Bewohner können sich retten

Haus durch Brand zerstört

Die Bewohner hatten sich zum Glück noch in Sicherheit bringen können, ihr Haus im Lügle in Efringen-Kirchen wurde jedoch bei dem Brand am Dienstag kurz vor 20 Uhr so beschädigt, dass es vorläufig nicht zu bewohnen ist.

  1. Foto: Schörlin

Bürgermeister Fürstenbergers unmittelbare Hilfe bei der Suche nach einer neuen Bleibe war in der Nacht jedoch nicht nötig, da das betroffene Ehepaar bei Angehörigen in Efringen-Kirchen unterkommen konnte.

Gegen 19.45 Uhr war am Dienstag der Feueralarm in Efringen-Kirchen ausgelöst worden. An dem Einfamilienhaus an der Einmündung der Straße "Im Lügle" zur Engetalstraße war ein Brand ausgebrochen. Der Feuerwehr wurde zunächst mitgeteilt: "Eine Hauswand brennt". Kurz darauf gingen weitere Notrufe bei der Leitstelle ein, bei denen es bereits hieß: "Haus, Vollbrand". Beim Eintreffen der Feuerwehr wenige Minuten nach Alarmierung brannte die östliche Stirnseite des Wohnhauses lichterloh. An dieser Seite muss der Brand auch entstanden sein, so die Polizei, von dort seien die Flammen in den Dachstuhl gezogen.

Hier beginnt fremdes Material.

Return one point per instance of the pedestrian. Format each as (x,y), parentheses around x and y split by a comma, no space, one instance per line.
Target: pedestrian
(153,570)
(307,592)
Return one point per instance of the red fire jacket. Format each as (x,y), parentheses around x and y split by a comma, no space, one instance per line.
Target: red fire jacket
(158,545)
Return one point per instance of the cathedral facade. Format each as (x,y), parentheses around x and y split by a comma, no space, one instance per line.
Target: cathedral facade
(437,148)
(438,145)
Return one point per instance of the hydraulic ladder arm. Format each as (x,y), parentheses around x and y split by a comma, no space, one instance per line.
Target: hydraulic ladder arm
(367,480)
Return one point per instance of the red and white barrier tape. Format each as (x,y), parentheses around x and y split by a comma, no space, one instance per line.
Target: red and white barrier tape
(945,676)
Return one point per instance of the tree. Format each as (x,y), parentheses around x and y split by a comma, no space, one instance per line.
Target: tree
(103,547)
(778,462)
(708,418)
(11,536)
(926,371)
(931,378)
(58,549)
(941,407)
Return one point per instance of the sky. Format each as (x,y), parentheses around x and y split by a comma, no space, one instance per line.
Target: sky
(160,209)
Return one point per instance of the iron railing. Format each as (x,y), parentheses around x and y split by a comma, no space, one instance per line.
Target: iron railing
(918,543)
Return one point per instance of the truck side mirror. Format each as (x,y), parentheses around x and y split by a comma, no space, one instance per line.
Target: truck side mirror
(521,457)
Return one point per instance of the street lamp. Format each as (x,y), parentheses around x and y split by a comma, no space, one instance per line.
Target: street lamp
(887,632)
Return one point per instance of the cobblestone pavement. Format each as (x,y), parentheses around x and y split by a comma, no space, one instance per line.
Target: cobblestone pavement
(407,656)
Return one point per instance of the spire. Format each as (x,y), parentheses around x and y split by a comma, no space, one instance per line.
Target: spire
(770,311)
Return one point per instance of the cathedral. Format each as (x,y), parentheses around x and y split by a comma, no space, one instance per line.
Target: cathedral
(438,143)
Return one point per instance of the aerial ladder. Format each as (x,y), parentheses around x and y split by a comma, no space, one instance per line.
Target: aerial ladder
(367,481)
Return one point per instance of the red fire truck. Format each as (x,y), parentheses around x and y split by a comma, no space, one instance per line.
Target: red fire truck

Die Ursache des Brands ist noch unklar. Die Hausbewohner hatten der Polizei berichtet, dass sie ein plötzliches Knistern gehört hätten und danach eine Scheibe platzte. Sofort hatten sie die Feuerwehr alarmiert. Die Polizei hat die Ermittlungen zur Brandursache aufgenommen. Die Staatsanwaltschaft hat einen Brandsachverständigen mit der Untersuchung des Brandortes beauftragt.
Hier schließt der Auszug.